NAIROBI
Sudanese Vice-President Ali Uthman Muhammad Taha has said that Sudan is not at risk from attack by the United States, news agencies reported on Tuesday. Reuters quoted Taha as saying that the Sudanese government "welcomes a new softened tone" in the US administration's threats against terrorism, and reiterated Sudan's willingness to cooperate "to maintain international security and peace" after last week's terror attacks in Washington and New York.
Osama bin Laden - held responsible in the US for last week's terrorist strikes, and formerly based in Sudan - was now thought to be in Afghanistan, and the Sudanese authorities had said he had taken all his supporters with him, the BBC reported. "We have nothing to fear, and there is no organisation in Sudan, whether official or otherwise, that is connected with what happened in the US," Taha was quoted as saying on Monday.

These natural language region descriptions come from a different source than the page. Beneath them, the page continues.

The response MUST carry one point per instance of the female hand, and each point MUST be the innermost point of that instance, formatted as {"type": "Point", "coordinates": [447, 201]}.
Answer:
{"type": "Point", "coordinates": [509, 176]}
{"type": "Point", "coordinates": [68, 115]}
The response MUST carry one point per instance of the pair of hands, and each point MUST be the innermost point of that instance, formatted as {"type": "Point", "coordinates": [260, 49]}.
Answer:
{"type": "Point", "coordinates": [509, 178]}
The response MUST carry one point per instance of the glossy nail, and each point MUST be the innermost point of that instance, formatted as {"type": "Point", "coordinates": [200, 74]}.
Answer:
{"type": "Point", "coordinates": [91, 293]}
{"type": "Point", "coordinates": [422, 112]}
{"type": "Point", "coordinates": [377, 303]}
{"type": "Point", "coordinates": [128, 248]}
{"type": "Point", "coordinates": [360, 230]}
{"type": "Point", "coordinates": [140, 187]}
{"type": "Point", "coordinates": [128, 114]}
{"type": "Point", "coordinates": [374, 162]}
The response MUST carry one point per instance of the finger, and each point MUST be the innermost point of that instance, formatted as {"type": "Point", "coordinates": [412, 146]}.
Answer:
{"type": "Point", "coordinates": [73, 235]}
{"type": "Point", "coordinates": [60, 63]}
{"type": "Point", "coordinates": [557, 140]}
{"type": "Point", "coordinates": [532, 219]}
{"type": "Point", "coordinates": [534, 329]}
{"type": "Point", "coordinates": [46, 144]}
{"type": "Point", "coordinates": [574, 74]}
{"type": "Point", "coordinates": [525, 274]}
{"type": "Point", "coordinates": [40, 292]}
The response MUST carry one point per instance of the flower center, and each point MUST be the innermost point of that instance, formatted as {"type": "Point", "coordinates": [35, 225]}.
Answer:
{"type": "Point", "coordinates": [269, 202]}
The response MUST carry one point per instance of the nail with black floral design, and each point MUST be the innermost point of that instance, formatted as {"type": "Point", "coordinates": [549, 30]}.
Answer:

Following the bomb attacks on the US embassies in Nairobi and Dar es Salaam in August 1998, the US government retaliated by launching cruise missiles against a suspected chemical weapons factory north of the Sudanese capital, Khartoum. Sudan claimed the site was privately owned by a pharmaceutical company, and did not produce weapons.
Meanwhile, the Sudanese government on Monday boosted security measures to prove that it was preventing suspected terrorists from entering the country, Reuters reported. "We are keen that Sudan does not become a crossing point, a place of escape or stay," Foreign Minister Mustafa Uthman Isma'il was quoted as saying. Sudan had also increased security at the US embassy and other US facilities, Reuters said.